M.D.: No, but I have. I’ve been a Lonely Island fan for over a decade, and they’re part of the reason I’m so into comedy. I had a meeting with a producer a while ago who told Akiva about me. I didn’t think much would come of it, but then Akiva hit me up to direct some visuals for their live show. They really liked what I did, so they brought me on to co-direct Bash Brothers and this was a very different project for me. I’m used to having three weeks to do a music video, but we had one month for post on seven music videos. It was definitely the hardest thing I’ve ever done.

M.D.: They pretty much dumped all of the songs in my lap and I had a couple of months to come up with styles and treatments for each video. They were super down for everything and we went forward from there. We shot the majority of the content in four days and had one pickup day in Griffith Park where we shot Andy and Akiva wandering around looking confused.

Ethan Chancer: I’m a freelance director and VFX artists and Mike and I work together quite frequently. I was really kind of a generalist on this project. I did a lot of 3D modeling, compositing, rendering, lighting, rotoscoping and camera movement. Whatever was needed, I did. The music videos had different workflows, and some of them I helped with and some I was fully in charge of.

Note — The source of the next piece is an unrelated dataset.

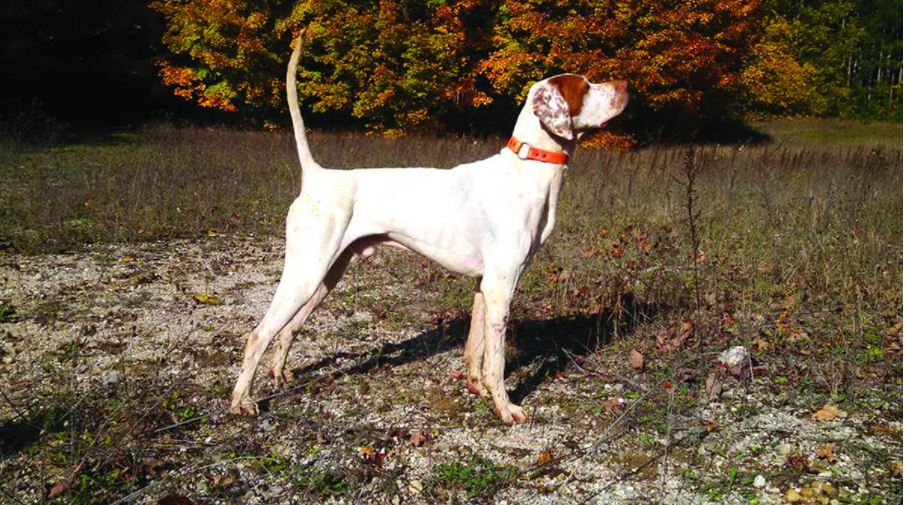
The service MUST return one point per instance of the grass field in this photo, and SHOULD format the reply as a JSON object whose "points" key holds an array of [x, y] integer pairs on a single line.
{"points": [[666, 255]]}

Andy Samberg in a reworked shot from Chancer’s short film, Amara.

M.D.: Ethan made this really great short film, Amara when he was teaching himself to use Cinema 4D. It's really cool, so when we needed artsy shots for some of the special's interstitial moments, Ethan said we could use some from his short film. We also did some new shots where we took the actress out and replaced her with Andy Samberg doing the same stuff. We all got a kick out of throwing Andy into that beautiful environment, and it worked really well.

E.C.: I also worked with Mike on a fun scene where Andy's in a room with a bunch of carboard cutouts of Kathy Ireland. We got the Shutterstock shot of her and I extruded it with a vector spline and projected it on there, using Cinema 4D and Octane. I rebuilt that set in 3D so the light would match the live footage, and I tracked everything in C4D. The only thing real in the shot is Andy. This was more difficult than usual because the lens was so wide.

Of course ‘80s baseball stars dream of having a room filled with Kathy Ireland cutouts.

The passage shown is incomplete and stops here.